Pharmacology of Recreational Drugs: The Neurology of How Drugs Work introduces readers to neurobiology and provides detailed mechanistic explanations of how drugs work. After an opening explanation of normal nerve and brain function, the text goes on to explore how various drugs change the way a person feels and sees the world.
While exploring topics such as pharmacokinetics and pharmacodynamics, addiction, cognition, opioids, alcohol, cannabis, hallucinogens, and CNS stimulants the book carefully explains connections starting at the minuscule level of a drug binding to a receptor, through to the holistic - the physiological and psychological effects of the drug on the person. Along the way students learn about the way each drug effects neurons, the role of these neurons in the brain, and the neurobiology of the drug experience.

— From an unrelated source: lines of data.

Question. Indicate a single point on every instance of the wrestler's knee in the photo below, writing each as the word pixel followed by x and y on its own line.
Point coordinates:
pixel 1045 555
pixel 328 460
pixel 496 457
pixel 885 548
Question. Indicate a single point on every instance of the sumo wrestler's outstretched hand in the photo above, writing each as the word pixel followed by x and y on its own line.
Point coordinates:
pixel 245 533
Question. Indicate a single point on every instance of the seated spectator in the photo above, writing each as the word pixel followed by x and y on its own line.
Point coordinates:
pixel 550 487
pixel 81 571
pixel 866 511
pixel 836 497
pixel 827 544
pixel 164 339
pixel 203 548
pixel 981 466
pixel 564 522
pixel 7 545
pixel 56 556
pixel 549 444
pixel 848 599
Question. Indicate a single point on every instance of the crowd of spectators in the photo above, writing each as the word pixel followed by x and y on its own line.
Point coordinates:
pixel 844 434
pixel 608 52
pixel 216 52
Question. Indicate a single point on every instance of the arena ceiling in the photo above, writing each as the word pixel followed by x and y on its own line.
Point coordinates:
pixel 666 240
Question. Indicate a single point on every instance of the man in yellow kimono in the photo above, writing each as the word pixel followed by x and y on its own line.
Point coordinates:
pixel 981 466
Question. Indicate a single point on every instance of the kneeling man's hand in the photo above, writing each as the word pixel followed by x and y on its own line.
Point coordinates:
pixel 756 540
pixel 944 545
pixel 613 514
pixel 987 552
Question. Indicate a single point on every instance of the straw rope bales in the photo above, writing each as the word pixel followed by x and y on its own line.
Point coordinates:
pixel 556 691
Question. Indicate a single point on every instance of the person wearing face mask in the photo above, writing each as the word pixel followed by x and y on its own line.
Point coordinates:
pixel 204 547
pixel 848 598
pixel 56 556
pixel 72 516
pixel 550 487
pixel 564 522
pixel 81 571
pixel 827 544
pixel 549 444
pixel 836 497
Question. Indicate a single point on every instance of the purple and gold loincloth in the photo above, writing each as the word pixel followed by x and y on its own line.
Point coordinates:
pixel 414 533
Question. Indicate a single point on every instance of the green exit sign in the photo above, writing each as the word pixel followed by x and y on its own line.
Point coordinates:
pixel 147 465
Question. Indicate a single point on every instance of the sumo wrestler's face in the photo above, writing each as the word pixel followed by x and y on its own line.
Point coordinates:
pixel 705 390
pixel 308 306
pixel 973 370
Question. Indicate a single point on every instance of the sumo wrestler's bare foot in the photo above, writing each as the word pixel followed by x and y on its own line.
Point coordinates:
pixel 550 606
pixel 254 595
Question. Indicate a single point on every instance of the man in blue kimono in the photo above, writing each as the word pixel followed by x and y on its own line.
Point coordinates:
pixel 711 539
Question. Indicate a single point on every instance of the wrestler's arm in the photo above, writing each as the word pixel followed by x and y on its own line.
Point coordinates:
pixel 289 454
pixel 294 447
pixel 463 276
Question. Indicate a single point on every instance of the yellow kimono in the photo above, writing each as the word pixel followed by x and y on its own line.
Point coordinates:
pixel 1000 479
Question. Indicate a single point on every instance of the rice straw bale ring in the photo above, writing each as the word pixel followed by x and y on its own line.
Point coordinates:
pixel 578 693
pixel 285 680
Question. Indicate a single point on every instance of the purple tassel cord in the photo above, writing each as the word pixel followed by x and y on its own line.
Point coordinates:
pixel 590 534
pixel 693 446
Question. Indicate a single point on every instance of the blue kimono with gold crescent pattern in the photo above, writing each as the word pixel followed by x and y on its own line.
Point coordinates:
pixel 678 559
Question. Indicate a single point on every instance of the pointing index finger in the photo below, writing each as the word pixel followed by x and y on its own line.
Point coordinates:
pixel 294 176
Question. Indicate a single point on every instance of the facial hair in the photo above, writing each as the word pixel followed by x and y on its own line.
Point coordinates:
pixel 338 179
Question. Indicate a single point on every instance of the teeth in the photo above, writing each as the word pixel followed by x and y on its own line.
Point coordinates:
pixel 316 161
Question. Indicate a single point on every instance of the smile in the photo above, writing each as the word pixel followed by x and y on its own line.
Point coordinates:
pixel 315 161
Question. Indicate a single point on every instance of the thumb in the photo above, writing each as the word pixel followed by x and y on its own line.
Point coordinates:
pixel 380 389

Each chapter includes multiple choice and essay questions for each. Suggestions for further reading create opportunities for extended exploration of the topics. Common-sense and approachable in style, yet comprehensive in coverage, Pharmacology of Recreational Drugs is well-suited to courses in biology, neurobiology, and health sciences, as well as those in nursing programs. It is also suitable for the novice, non-science reader and no prerequisite knowledge is required.
Donald F. Slish earned his Ph.D. in cardiovascular pharmacology at the University of Cincinnati. Dr. Slish is now a professor of biological sciences and the chief premedical advisor at the State University of New York, Plattsburgh where he teaches course in cell biology, the biology of cancer, the pharmacology of recreational drugs, and cardiovascular pharmacology. His writing has appeared in the Journal of Science Education and the American Journal of Physiology, among others. Dr. Slish's interests include pedagogical applications of online media, including games and animations.